How to optimize grep regex to match url

Background:

  • I have a directory called "stuff" with 26 files (2.txt and 24.rtf) on Mac OS 10.7.5.
  • I use grep (GNU v2.5.1) to find all the lines in these 26 files that match the structure of the URL, and then print them in a new file (output.txt).
  • The regular expression below works on a small scale. I ran it in a directory with three files (1.rtf and 2..txt) with a bunch of dummy text and 30 URLs, and it successfully completed in less than 1 second.

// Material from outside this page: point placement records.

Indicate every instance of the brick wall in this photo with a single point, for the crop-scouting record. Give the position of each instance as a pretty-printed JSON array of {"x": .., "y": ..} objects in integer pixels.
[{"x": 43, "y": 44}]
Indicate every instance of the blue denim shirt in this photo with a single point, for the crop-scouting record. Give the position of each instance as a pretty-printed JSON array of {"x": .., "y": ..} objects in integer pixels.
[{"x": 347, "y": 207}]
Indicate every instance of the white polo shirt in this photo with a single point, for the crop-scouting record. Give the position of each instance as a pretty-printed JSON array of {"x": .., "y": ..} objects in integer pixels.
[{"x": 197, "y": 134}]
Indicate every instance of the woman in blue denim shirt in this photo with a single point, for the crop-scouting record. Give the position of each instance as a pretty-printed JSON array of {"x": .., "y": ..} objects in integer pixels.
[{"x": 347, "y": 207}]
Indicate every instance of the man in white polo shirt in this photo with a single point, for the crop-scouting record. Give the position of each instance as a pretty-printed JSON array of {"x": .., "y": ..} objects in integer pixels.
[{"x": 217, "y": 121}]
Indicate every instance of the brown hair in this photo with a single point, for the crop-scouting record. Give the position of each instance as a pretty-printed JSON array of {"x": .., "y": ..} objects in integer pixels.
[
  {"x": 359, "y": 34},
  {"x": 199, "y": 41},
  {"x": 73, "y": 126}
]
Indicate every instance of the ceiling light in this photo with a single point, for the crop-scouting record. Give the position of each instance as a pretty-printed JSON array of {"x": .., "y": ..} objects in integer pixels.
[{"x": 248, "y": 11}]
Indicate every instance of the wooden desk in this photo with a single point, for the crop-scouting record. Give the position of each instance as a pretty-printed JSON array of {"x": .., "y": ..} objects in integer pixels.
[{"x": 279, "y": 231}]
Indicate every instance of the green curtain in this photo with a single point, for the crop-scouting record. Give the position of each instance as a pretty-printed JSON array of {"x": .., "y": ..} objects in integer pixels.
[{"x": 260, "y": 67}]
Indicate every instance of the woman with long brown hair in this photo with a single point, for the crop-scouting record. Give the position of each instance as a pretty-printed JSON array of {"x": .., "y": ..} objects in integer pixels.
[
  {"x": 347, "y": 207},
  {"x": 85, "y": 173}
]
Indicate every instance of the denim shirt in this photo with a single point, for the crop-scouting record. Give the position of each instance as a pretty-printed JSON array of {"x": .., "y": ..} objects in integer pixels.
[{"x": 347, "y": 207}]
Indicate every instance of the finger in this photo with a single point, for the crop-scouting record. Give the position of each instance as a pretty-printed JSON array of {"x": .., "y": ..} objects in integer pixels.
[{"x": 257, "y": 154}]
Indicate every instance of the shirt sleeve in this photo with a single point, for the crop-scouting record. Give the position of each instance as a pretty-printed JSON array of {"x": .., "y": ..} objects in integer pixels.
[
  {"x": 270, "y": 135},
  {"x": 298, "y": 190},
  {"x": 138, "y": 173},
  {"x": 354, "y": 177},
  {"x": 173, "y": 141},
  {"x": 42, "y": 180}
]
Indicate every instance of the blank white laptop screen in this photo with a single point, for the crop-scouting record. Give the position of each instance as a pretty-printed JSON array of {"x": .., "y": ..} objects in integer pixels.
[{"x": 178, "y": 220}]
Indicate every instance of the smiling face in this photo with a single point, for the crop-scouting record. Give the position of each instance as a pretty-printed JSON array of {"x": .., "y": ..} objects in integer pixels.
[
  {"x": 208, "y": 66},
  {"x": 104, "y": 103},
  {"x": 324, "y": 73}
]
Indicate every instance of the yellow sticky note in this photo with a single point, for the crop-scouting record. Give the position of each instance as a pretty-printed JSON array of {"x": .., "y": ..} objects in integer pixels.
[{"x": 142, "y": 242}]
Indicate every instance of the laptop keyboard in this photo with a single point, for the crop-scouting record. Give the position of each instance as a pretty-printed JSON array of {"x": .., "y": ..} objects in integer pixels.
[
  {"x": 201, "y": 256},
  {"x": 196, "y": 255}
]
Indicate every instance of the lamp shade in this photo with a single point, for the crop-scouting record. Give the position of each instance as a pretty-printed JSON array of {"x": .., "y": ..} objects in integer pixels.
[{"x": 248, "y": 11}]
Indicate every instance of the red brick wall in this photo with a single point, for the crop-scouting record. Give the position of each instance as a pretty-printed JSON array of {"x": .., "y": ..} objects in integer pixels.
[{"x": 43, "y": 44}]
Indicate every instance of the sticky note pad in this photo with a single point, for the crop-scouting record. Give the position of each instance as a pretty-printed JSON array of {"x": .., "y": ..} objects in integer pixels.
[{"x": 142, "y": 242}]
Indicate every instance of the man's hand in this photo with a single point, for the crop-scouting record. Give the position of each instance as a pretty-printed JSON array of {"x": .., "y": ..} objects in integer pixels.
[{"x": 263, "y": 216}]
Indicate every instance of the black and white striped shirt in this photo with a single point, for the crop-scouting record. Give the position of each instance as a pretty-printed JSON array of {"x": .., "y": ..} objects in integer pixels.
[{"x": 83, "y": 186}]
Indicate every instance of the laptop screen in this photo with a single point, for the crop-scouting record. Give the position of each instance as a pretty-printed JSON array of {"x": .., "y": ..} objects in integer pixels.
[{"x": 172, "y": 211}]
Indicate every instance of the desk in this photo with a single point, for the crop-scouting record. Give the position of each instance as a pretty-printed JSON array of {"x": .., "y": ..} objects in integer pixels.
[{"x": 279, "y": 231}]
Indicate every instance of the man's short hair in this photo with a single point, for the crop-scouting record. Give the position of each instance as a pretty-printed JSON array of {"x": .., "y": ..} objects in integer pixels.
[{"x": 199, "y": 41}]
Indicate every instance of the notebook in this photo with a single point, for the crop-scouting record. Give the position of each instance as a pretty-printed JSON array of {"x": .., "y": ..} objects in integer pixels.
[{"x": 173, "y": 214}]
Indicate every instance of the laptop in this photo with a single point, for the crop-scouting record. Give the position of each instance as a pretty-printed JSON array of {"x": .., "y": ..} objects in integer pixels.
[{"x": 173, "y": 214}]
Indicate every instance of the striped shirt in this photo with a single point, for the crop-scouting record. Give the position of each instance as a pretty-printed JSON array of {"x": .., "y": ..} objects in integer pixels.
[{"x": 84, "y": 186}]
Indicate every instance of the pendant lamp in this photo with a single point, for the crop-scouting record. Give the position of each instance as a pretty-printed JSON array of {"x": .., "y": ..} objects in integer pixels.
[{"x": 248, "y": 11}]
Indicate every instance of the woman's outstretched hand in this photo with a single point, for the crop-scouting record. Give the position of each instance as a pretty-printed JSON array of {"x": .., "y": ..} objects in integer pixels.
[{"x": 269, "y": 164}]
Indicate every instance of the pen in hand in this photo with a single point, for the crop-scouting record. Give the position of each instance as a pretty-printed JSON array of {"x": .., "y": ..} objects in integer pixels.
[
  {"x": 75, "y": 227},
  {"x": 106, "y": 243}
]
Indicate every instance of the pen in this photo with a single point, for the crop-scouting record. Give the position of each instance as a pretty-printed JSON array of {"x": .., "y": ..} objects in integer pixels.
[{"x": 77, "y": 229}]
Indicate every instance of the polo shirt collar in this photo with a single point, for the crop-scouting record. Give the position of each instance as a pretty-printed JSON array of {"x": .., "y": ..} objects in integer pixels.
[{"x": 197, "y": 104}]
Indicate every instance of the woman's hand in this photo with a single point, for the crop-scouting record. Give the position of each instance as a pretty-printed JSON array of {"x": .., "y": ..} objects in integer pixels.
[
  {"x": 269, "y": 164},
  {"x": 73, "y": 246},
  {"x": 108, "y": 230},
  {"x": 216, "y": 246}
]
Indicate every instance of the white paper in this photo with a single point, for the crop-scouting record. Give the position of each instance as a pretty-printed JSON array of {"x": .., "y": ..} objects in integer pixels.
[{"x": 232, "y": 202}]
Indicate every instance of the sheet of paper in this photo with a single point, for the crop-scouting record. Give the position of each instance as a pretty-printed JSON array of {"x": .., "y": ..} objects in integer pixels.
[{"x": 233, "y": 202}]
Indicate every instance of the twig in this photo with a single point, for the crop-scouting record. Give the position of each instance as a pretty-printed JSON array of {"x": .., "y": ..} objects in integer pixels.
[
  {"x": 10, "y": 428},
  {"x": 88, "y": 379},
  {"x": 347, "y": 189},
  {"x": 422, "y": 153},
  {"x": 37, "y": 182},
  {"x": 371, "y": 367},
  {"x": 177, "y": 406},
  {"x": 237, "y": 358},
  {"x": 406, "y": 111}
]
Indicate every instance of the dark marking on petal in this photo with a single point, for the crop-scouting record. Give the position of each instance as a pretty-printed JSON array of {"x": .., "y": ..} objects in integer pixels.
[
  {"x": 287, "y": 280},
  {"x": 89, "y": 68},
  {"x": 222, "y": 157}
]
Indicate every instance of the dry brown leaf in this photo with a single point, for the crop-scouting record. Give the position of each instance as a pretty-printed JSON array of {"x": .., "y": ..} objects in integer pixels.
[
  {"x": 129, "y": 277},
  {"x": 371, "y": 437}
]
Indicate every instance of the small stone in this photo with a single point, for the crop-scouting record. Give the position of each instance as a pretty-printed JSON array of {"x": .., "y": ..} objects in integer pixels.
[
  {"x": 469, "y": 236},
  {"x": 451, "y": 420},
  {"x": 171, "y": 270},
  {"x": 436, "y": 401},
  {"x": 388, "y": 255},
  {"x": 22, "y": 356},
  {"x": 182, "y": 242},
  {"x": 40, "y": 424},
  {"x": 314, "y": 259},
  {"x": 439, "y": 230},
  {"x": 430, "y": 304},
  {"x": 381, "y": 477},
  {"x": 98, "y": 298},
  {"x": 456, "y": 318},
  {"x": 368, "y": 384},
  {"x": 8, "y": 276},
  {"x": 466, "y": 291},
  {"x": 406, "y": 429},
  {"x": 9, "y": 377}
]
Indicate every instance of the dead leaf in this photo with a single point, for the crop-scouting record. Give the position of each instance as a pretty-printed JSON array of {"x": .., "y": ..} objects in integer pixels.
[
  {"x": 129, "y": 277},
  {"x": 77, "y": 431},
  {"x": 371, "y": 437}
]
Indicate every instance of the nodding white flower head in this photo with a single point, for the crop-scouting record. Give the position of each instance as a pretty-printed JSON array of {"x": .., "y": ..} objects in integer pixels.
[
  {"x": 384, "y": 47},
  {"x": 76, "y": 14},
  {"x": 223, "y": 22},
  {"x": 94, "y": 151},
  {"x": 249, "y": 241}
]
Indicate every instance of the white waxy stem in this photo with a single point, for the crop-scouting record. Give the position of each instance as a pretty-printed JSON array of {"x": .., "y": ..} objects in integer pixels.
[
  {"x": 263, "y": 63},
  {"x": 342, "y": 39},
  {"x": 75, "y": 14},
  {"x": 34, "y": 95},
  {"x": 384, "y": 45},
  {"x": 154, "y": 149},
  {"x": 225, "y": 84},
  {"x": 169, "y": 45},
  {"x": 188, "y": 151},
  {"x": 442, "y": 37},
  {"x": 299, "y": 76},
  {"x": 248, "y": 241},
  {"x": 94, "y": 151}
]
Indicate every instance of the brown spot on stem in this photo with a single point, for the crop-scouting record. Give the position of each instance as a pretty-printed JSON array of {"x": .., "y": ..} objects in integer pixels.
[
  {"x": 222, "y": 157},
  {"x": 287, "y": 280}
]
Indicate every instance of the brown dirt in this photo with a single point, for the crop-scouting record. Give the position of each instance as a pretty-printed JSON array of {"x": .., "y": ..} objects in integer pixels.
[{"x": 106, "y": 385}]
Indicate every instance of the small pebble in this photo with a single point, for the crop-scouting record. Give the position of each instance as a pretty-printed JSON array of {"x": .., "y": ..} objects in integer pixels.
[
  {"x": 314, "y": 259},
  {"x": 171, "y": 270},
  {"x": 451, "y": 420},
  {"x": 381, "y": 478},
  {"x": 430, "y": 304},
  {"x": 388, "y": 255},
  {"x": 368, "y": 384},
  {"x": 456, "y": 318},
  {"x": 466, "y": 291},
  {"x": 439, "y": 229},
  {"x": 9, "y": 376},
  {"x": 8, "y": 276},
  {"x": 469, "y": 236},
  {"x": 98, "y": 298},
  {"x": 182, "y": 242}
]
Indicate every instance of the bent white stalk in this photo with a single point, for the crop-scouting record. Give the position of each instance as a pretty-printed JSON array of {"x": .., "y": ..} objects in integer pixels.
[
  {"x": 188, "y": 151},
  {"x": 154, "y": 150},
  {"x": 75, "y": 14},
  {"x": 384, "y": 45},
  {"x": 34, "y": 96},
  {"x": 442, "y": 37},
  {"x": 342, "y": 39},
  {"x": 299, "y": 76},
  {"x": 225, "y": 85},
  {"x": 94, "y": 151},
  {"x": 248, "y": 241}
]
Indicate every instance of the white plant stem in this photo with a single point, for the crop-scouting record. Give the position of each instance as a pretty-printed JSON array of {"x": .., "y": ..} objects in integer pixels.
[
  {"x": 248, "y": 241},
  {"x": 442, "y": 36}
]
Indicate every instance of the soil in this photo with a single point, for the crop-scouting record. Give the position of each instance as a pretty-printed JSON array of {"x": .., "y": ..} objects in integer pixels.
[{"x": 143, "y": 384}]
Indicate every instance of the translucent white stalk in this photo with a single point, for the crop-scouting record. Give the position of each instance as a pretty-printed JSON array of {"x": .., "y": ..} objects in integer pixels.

I use the following regular expression:

1

grep -iIrPoh 'https?://.+?\s' . --include=*.txt --include=*.rtf > output.txt 

Problem

The current size of my stuff directory is 180 KB with 26 files. In the terminal, I connected to this directory (file), then ran my regular expression. I waited about 15 minutes and decided to kill the process, since it did NOT finish. When I looked at the output.txt file, it was a whopping 19.75 GB ( screenshot ).

Question

  • What can cause the output.txt file to have so many orders of magnitude that it is larger than the whole directory?
  • What else can be added to my regex to optimize processing time.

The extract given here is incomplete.